Linear modeling was performed to assign t statistics to each gene with respect to SCZ or BD(+), and GSEA was performed to identify Gene Ontology (GO) terms or BioCarta, KEGG or Reactome pathways with significant coordinate regulation in either or both disease states. Groups of significant gene sets representing several pathways or processes were selected, and the expression of the genes in any of the “leading edges” of each set (i.e., the genes that contributed the most to the significance of the result)is shown across all subjects (including non-psychotic BD, which was not included in the analysis). Rows and columns correspond to genes and samples, respectively. Expression values were scaled by z-normalizing expression values to a mean of zero and standard deviation of one across all samples in each row, with red and blue indicating z-scores ≥ 2 or ≤ −2, respectively. Genes are arranged in descending order from top to bottom by the magnitude of the t statistic used to rank genes for GSEA. Gene sets are grouped according to theme: (A) BMP signaling; (B) astrocyte differentiation; (C) glutamate metabolism and secretion; (D) cerebral cortex development; (E) TGFβ signaling. The membership of each gene in the leading edge of each gene set for each disease state (SCZ or BD(+)) in each analysis is denoted in a separate color (orange or yellow) for each gene set in each panel.

Figure 2:. Collagen gene sets are coordinately regulated downstream of TGF-beta with respect to brain laterality in a disease-dependent manner.

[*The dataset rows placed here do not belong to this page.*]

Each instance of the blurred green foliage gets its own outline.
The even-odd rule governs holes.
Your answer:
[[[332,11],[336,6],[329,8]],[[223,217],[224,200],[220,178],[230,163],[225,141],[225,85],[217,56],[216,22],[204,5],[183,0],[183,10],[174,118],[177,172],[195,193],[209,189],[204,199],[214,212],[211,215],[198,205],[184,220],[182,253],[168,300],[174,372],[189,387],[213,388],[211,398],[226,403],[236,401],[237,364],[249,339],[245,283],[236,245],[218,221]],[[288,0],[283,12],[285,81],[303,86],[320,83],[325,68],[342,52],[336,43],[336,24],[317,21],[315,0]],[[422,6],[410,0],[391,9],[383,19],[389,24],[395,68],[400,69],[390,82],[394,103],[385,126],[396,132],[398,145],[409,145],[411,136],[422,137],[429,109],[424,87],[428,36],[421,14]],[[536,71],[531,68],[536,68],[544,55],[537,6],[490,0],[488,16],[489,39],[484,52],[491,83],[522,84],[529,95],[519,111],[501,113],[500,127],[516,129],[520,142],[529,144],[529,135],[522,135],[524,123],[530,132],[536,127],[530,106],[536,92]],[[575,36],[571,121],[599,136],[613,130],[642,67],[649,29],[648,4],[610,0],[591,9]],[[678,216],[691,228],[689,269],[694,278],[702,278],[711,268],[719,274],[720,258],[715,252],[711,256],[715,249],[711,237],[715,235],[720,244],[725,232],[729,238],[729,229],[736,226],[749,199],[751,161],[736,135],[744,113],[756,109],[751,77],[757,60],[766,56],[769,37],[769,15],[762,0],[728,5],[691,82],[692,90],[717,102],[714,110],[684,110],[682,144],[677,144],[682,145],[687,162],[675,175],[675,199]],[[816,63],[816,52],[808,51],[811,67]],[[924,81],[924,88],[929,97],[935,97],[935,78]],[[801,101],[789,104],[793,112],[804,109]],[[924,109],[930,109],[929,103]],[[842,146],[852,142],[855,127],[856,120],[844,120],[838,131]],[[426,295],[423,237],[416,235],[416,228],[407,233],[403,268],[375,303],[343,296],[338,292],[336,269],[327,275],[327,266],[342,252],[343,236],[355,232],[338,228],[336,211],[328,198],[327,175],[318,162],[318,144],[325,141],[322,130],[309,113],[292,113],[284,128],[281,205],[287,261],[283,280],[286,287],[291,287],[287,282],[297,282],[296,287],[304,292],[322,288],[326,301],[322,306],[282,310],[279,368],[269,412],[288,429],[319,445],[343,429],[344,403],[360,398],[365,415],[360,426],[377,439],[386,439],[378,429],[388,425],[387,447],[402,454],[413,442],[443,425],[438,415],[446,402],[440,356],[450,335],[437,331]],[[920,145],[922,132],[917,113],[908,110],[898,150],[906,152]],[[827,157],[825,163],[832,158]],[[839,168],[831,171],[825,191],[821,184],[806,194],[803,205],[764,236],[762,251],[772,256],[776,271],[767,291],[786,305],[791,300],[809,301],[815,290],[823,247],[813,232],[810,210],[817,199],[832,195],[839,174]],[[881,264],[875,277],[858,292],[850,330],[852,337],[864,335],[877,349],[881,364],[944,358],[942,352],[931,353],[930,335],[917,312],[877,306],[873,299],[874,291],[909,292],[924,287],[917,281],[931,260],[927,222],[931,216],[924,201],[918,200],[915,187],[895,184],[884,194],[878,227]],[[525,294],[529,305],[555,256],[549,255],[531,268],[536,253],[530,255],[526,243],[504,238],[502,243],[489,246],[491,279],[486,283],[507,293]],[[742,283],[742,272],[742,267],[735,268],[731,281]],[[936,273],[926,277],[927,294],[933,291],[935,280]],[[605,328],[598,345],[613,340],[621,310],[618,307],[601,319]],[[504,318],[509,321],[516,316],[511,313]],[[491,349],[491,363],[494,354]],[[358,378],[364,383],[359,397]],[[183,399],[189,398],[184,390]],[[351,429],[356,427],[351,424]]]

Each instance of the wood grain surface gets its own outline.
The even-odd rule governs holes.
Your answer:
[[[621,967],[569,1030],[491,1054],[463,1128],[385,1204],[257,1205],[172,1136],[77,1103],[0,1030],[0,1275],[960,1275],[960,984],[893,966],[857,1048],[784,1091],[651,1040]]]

(A) Leading edges of collagen-related gene sets with significant interaction between SCZ or BD(+) with laterality. Linear modeling was performed to assign t statistics to each gene with respect to the interaction of SCZ or BD(+) with laterality, and GSEA was performed to identify Gene Ontology (GO) terms or BioCarta, KEGG or Reactome pathways with coordinate regulation in either or both disease states with respect to laterality that differs significantly from that in controls. The expression of the genes in any of the “leading edges” of each set (i.e., the genes that contributed the most to the significance of the result) is shown across all subjects (including non-psychotic BD, which was not included in the analysis). Rows and columns correspond to genes and samples, respectively. Expression values were scaled by z-normalizing expression values to a mean of zero and standard deviation of one across all samples in each row, with red and blue indicating z-scores ≥ 2 or ≤ −2, respectively. Genes are arranged in descending order from top to bottom by the magnitude of the t statistic used to rank genes for GSEA. The membership of each gene in the leading edge of each gene set for each disease state (SCZ or BD(+)) in each analysis is denoted in a separate color (orange or yellow) for each gene set. (B) Mechanistic network of TGFB2-driven regulation of genes with significant SCZ:laterality interaction. Ingenuity Pathway Analysis was used to predict upstream regulators of the 265 genes with SCZ:laterality p< 0.05 and called Present in ≥ 3 samples. TGFB2 and SMAD3 were predicted to be activated, and SMAD7 was predicted to be inhibited, leading to coordinate downregulation of genes such as collagens in the right brain of controls only.

Figure 3:. Validation of NR2E1 and TGFB2 gene expression by qPCR.

Relative expression of (A) NR2E1 (n=100) and (B) TGFB2 (n=102), normalized to beta-actin, divided by disease state and brain laterality. The mean of each group is indicated by a heavy gray line. Filled circles indicate samples that were profiled by gene expression microarray.

Figure 4:. Measurement of TGFB2 DNA methylation by qPCR.

(A) Location of two qPCR amplicons (site 1 and site 2) in the TGFB2 locus. (B, C) Measurement of 5-methylcytosine (5-mC) at each site (site 1: n=103 samples total; site 2: n=90 samples total), divided by disease state and brain laterality. The mean of each group is indicated by a heavy gray line. Filled circles indicate samples that were profiled by gene expression microarray.